Question 7. Out of everything you’re working on at the moment, what are you most excited about? Where else can we expect to see you in the near future?
EM: I’m very excited about doing a documentary about going back to Russia for the first time since I immigrated to America. Michael Showalter is going to direct it. We’re pitching it now to different film companies.
Question 8. Not many comedians make it to a third album release. Does this feel like a momentous occasion for you? How will this album be different from the other two?
EM: This album will have some guests doing stuff with me — Kumail Nanjiani and Larry Murphy. I didn’t know people don’t release three albums. I think a lot of people don’t release records because they don’t want to burn through their material. But I like recording an album, having it documented and then moving on to new material. Plus, the money is amazing. I could buy a sick horse with the money I make from records.
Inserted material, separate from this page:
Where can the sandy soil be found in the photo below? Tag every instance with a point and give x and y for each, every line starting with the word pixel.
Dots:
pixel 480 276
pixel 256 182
Question 9. You’ve been associated with a number of bands and musicians. How do you feel comedy and music interact with each other? Are there too many bands without a sense of humor out there? Or too many comedians without a sense of melody?
EM: I have no sense of melody, but a love of it. I don’t exactly know how comedy and music interact as art forms. I think most musicians have great senses of humor. Not that their music is funny necessarily, but lots of my favorite musicians seem like funny, charming people. I think Lou Reed is very funny. I saw him speak at SXSW for an hour, and he made jokes the whole time — though, amusingly enough, he didn’t laugh till 55 minutes into it.
Question 10. What advice would you give to all the kids out there dreaming of becoming the next Eugene Mirman (aside from telling them to legally change their names)?
EM: I would suggest figuring out what you want to do and working at it all the time, starting at a young age (right after your Bar Mitzvah). A majority of comedians I’ve known who have stuck with comedy for ten years or more have broken through and support themselves with comedy. Not everyone is necessarily funny, but they’re successful — they have jobs in entertainment. Though the truly unfunny ones do fail. But still, I’d say there’s a 75% success rate (of people who do comedy for ten years or more), which is higher than people would think. So I guess I suggest being somewhat funny + hard work + a decade.
BONUS!: Will you join us for lunch one day? We’re having pizza.
EM: Maybe. If you change it to lobster, then for sure. Pizza, then maybe.